Hard-won deals with hotels, airlines and travel companies who either pay him a fee for their passengers or bring in paying customers have built the business up since he established it in 2011, to the point where it now employs 320 people, caters to over 250,000 customers and forecasts sales of over €9m this year.

Its start was more than a little turbulent, however. "After deciding to bet on tourism and seeing an opportunity after visiting an airport lounge in London, I put every cent of my own money into establishing the business, and even sold my house," says Hall. "Then a month before we were due to launch, American Airlines, who then brought about a fifth of all airline passengers into Jamaica, went into Chapter 11 bankruptcy. We found that because they didn't sign a deal with us, it meant there was less of a reason for their rival US airlines to do so.

"With European, the Caribbean and British airlines, we found that once one signed with us, their rivals did as well: they didn't want to be seen to be offering their most valued passengers a poorer service.

"I briefly considered burying my head in the sand and perhaps returning to Ireland to rethink things. But I felt we had too good a product not to make a go of it by just relying on deals with airlines."

He redoubled his efforts to win other deals that would bring in customers, offering hotels and tour companies on the island a healthy commission, winning business from more airlines and marketing it to potential walk-up customers. "I think some of the hotel owners just felt sorry for me when they heard I'd sold my house," he laughs, "but we built the business up gradually".

He also signed a deal to become a Priority Pass lounge, the world's biggest scheme of its kind, with 850 airport lounges provided to millions of customers around the world by banks and credit card companies.
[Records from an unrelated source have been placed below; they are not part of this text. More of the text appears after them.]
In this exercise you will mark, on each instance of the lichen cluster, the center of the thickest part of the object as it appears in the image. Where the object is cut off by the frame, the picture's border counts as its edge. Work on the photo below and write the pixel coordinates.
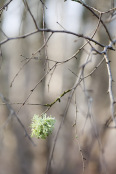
(42, 126)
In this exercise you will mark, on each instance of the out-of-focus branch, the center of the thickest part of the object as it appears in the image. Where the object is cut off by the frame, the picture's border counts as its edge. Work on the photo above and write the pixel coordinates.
(12, 112)
(5, 5)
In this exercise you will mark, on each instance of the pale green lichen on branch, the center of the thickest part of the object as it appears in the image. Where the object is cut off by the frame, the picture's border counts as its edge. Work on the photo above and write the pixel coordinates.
(42, 126)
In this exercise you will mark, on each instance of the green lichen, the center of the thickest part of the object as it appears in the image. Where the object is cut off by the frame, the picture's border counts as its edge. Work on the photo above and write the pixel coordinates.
(42, 126)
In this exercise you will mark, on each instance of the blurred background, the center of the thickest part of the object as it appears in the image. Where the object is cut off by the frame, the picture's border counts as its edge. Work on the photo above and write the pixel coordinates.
(37, 68)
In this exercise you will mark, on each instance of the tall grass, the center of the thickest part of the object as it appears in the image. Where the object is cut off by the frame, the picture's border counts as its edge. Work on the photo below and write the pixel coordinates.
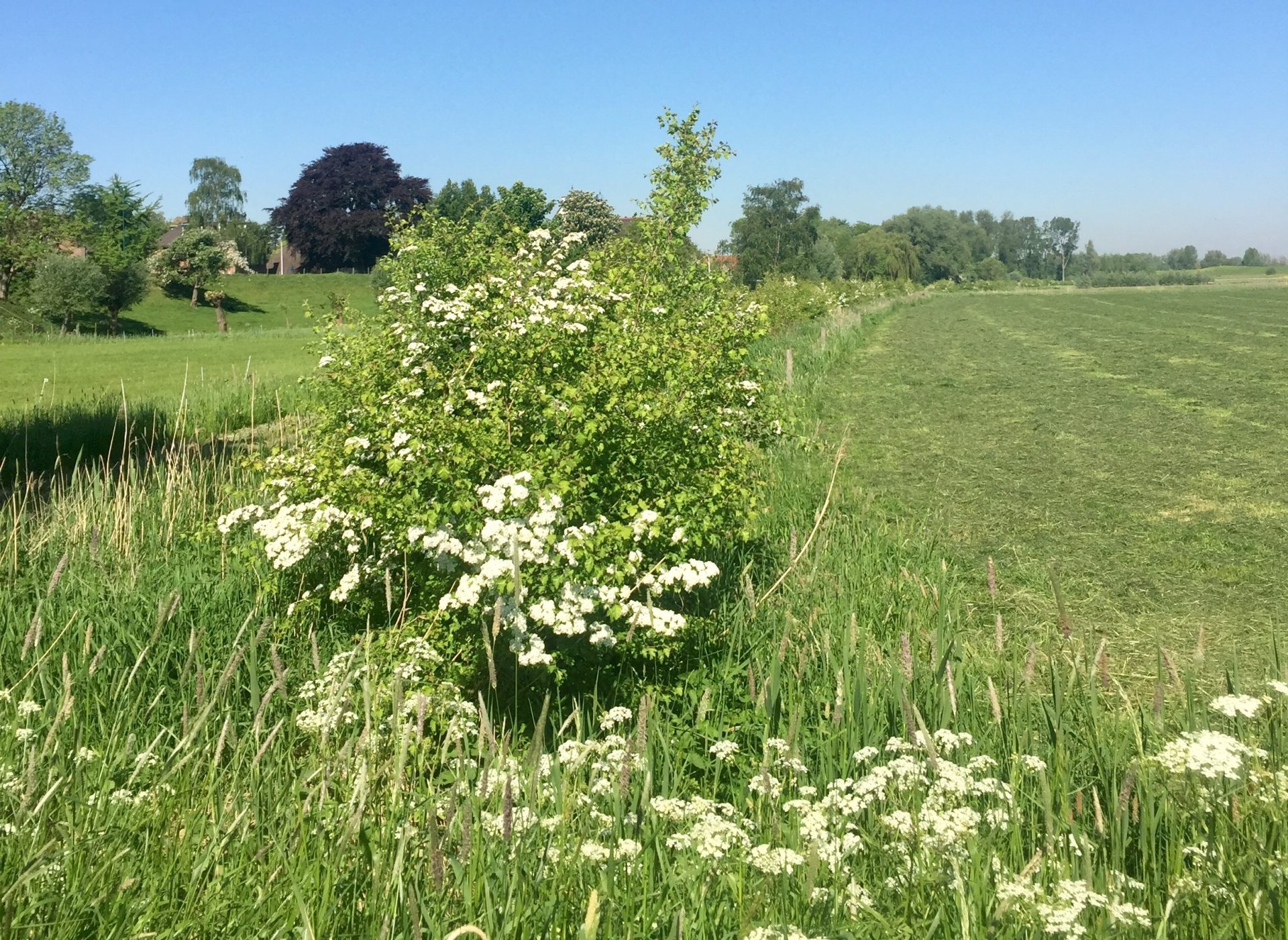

Another clever marketing ploy was dedicating one section of each lounge to an interactive showcase of Jamaica's culture and history, in areas such as art, sport and music to leave departing passengers with a memorable and positive reminder about the island. Alongside it, next month he is launching a multimedia platform to promote and support tourism there.
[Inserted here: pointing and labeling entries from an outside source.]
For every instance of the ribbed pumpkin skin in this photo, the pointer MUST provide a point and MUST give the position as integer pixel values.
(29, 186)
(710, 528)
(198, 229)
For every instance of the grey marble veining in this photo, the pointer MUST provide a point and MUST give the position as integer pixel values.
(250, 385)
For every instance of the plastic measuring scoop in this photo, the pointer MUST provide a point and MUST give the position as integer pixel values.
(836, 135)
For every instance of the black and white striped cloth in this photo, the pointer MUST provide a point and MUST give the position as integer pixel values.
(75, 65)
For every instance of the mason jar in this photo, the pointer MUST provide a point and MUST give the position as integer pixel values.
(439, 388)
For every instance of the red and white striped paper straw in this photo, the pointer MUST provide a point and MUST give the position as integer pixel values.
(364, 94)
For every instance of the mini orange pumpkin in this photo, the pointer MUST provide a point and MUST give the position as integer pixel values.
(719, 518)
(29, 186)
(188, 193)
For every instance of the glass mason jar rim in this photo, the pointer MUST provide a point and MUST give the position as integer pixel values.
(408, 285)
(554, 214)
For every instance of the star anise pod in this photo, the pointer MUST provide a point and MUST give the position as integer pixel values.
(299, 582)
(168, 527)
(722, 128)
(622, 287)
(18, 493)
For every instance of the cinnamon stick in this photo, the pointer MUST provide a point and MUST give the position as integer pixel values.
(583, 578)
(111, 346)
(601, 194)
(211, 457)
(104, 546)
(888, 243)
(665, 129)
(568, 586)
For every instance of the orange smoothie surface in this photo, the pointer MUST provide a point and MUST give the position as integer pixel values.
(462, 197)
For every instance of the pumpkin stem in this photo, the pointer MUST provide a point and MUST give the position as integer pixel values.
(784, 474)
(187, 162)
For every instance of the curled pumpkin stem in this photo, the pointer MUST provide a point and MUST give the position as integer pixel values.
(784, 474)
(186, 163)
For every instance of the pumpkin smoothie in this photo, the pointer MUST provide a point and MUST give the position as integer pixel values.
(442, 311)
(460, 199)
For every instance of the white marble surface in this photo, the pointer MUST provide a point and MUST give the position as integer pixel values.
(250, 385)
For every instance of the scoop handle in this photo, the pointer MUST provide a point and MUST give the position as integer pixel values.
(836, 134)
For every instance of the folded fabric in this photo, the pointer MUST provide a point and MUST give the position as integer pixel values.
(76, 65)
"The government really liked the showcase and became an ambassador for us in encouraging hotels to promote it," he adds.

Any Irish holidaymakers planning to visit when holiday charter airline Thomson begins direct flights there in June will have a chance to see it for themselves.

Though he still spends 10 weeks here every summer, Hall, who is married with two sons and a daughter, has lived on the Caribbean island for 14 years and has become thoroughly immersed in life there after becoming a citizen in 2010.

Having helped grow mobile phone network Digicel's Jamaican business to over two million customers during his six years at its helm, he worked with its foundation to build a school for children with special needs, in which both remain involved.

While he's previously served on the boards of the island's various trade organisations, he currently chairs Richard Branson's Caribbean Foundation, which holds an annual business plan competition, promotes entrepreneurship and provides training and mentoring while awarding prize money of between €9,000 and €60,000 for the seven best start-up ideas.

Hall's property interest meanwhile, is with four Jamaican business partners with whom he's invested in developing a block of 62 apartments and 80 homes.

It's one of a number of recent signs, he says, of a welcome pick-up in its economy, which is predicted to grow by about 2pc this year, according to the World Bank.